SMITH BRAIN TRUST -- Surveys show little change in American attitudes toward gun control after mass shootings, and gun sales have been going up in recent years. But the stock market may tell a different tale.
Investors appear to be skeptical of the long-term prospects of the gun industry's business model, according to new scholarship produced at the University of Maryland's Robert H. Smith School of Business.
Mass-shooting incidents tend to cause gun sales to go up, partly because the presence of weapons in society becomes more "salient" — harder to ignore — and people turn to guns to defend themselves. If that trend were to continue, in perpetuity, then one would expect investors to be bullish on gun company stocks. (And indeed, both the number of guns manufactured and background checks conducted hit record levels in 2013, the most recent year for which data are available.) On the other hand, if investors believe that society will eventually enforce stricter gun rules, then that belief ought to reveal itself in the value of those companies' stocks.
To determine which scenario was uppermost in investors' minds, Anand Gopal, an associate professor at the Smith School, and Brad N. Greenwood, an assistant professor at Temple University's Fox School of Business (and a Smith Ph.D. graduate), looked at the performance of gun-company stocks after 93 mass shooting episodes involving at least four victims, from January 2009 to September 2013.
Gopal and Greenwood focused on Smith & Wesson and Sturm, Ruger, & Company, the two publicly traded gun companies. (Most such companies are private held.) They found that those companies stock had declined significantly at every interval they measured following shootings: at 2 days, 5 days, 10 days and 30 days. Beyond that , the authors said, other factors beyond shootings might confuse the results, making cause-and-effect attribution harder.
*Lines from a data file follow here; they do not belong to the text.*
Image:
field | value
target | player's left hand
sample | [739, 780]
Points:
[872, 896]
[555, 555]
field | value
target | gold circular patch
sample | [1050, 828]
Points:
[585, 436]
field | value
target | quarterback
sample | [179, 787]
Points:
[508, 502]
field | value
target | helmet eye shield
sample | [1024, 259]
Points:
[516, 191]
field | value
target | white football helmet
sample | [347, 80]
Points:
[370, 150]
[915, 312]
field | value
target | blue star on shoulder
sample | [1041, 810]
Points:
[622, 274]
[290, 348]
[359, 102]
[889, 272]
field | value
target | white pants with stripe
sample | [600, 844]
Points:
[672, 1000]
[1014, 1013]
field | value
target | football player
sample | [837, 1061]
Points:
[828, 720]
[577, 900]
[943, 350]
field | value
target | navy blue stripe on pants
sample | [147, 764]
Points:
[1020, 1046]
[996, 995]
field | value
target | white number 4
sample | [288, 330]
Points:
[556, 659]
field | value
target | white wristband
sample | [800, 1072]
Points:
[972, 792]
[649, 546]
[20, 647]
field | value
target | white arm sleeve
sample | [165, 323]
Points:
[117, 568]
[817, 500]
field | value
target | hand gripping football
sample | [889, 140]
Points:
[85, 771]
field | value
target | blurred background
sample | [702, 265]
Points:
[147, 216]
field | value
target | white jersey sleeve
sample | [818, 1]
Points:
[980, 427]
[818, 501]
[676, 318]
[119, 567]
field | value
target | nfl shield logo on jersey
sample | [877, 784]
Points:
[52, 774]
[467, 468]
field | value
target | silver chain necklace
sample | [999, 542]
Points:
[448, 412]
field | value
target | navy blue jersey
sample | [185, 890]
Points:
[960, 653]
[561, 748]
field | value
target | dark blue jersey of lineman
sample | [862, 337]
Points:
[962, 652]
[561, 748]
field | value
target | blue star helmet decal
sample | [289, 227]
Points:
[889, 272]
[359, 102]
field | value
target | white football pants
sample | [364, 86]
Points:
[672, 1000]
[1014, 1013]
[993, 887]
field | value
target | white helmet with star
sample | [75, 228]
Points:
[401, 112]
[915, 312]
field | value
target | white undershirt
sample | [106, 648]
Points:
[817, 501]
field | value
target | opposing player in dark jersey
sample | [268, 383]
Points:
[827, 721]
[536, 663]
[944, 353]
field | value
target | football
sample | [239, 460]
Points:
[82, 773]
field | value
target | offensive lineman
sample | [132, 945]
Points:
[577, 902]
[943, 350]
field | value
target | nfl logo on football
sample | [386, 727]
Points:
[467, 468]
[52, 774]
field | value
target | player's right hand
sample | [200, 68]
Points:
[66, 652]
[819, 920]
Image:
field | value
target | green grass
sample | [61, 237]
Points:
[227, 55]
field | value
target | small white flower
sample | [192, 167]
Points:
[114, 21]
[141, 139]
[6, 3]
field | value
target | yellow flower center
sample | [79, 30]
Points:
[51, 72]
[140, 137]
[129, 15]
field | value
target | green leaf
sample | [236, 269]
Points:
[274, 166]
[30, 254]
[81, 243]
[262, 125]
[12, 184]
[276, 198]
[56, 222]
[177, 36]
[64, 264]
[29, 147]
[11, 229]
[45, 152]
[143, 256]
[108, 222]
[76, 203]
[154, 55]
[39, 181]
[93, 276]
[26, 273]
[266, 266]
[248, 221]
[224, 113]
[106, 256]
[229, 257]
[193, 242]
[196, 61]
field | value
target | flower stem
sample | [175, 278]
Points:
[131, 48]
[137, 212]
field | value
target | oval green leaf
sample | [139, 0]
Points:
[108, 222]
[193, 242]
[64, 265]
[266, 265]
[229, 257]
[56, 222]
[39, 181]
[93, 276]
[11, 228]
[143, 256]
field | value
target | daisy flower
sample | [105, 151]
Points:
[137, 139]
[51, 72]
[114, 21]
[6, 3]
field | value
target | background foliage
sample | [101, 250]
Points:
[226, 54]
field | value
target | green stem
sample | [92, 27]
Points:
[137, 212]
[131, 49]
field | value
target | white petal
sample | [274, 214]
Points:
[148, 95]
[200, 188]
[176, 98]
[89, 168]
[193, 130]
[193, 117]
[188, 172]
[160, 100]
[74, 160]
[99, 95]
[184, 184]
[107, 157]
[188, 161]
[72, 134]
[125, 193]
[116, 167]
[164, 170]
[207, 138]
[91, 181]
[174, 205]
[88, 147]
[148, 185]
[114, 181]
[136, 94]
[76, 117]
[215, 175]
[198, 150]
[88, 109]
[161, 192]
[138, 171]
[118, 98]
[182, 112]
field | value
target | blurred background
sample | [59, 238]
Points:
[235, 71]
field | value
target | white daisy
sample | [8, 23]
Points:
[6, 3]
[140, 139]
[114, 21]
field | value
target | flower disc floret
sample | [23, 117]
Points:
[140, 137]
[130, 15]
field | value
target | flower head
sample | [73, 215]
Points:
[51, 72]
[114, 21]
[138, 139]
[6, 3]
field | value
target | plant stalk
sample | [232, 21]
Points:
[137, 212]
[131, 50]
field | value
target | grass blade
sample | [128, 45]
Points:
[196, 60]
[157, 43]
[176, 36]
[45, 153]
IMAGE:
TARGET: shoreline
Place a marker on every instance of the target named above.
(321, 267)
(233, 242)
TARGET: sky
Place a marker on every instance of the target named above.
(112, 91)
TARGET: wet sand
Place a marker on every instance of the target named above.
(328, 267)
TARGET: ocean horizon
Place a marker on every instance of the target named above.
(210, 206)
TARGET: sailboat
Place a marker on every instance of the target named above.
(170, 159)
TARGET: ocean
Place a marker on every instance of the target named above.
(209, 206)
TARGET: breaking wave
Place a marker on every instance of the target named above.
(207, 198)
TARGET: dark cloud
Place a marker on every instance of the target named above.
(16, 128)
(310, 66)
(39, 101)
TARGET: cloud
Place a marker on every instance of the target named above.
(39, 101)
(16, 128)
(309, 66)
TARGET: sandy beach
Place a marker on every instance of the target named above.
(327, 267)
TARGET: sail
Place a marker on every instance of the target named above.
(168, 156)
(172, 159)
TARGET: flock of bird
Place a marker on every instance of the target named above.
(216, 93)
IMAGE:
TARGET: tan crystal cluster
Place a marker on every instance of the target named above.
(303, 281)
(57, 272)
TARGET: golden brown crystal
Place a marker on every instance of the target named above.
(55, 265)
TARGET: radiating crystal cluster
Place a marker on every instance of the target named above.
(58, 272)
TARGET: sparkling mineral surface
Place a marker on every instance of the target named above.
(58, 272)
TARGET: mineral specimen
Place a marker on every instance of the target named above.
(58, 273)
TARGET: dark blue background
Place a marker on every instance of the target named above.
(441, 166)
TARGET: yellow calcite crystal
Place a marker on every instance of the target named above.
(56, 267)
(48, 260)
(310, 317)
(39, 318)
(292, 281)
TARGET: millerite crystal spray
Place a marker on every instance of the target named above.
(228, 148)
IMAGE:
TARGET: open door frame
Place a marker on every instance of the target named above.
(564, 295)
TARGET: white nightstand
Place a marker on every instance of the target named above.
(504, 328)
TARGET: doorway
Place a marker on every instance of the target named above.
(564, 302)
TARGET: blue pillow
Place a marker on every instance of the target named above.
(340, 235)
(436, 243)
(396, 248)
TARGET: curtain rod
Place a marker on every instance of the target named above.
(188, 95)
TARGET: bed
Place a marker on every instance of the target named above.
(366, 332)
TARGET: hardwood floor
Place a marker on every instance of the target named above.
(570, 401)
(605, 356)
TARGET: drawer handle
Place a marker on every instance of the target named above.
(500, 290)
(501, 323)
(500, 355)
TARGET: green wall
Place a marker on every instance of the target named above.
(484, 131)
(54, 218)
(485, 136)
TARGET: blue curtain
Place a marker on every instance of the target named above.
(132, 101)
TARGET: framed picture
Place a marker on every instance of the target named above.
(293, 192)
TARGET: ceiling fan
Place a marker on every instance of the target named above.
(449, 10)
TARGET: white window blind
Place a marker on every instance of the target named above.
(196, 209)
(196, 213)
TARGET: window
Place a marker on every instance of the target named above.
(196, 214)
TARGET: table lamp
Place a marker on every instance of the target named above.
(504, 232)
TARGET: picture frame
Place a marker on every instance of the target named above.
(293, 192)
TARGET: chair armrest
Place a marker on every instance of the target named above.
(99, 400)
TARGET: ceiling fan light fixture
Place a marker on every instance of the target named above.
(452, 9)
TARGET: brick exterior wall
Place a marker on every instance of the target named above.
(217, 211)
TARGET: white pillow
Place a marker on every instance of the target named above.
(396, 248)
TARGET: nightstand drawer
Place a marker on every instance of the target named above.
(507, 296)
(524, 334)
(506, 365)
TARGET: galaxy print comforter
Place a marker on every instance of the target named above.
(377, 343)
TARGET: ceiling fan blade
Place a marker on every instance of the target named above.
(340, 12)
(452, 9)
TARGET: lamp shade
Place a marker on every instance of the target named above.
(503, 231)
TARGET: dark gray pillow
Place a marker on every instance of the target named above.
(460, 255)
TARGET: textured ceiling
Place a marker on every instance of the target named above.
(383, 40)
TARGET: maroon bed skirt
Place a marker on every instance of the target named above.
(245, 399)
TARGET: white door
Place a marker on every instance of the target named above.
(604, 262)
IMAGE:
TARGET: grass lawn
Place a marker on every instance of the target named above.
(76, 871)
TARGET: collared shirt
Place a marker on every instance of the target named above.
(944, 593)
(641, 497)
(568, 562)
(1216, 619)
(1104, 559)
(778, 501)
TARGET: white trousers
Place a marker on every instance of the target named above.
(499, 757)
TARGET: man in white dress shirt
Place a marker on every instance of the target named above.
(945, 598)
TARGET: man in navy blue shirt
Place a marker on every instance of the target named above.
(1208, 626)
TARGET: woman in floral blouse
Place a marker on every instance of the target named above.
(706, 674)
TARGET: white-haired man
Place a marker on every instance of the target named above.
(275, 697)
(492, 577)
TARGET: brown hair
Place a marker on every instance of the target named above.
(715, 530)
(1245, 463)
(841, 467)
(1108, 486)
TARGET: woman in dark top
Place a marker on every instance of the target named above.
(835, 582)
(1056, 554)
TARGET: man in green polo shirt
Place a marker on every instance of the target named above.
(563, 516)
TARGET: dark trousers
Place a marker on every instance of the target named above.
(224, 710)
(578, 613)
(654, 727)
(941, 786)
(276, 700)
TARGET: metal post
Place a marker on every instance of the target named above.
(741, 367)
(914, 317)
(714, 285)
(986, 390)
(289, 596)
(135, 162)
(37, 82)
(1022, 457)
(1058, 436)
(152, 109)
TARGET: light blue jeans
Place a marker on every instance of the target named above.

The steepness of the stock-price declines was partly determined by characteristics of the shooting. "The punitive effect is exacerbated the more people are slain," says Greenwood. Stock declines also were steeper if a handgun was used (possibly because handguns are subjected to more government regulation than rifles). However, the presence of children among the victims--as in Newtown, Conn., where 20 children and seven adults were murdered in Dec. 2012—did not have an effect, even though those shootings receive especially dramatic press coverage.
In all, Gopal and Greenwood estimated that mass shootings cost Smith and Wesson $32.1 million in market capitalization, and Ruger $42 million.
The work adds to the literature on investors' attitudes toward so-called "sin" industries: those that are legal but which some investors blame for societal ills. People may tell pollsters that they don't want substantial gun control, but investors are predicting that the current state of affairs is unsustainable. "Firearms have a tradition in the US, based on history, but as mass shootings become more salient there is likely to be a re-examination of the role of firearms in society," Gopal says. "Our analysis appears to be picking up some of these dynamics, but from the stock market."
"Traders, Guns, and Money," by Anandasivam Gopal and Brad N. Greenwood, is a working paper.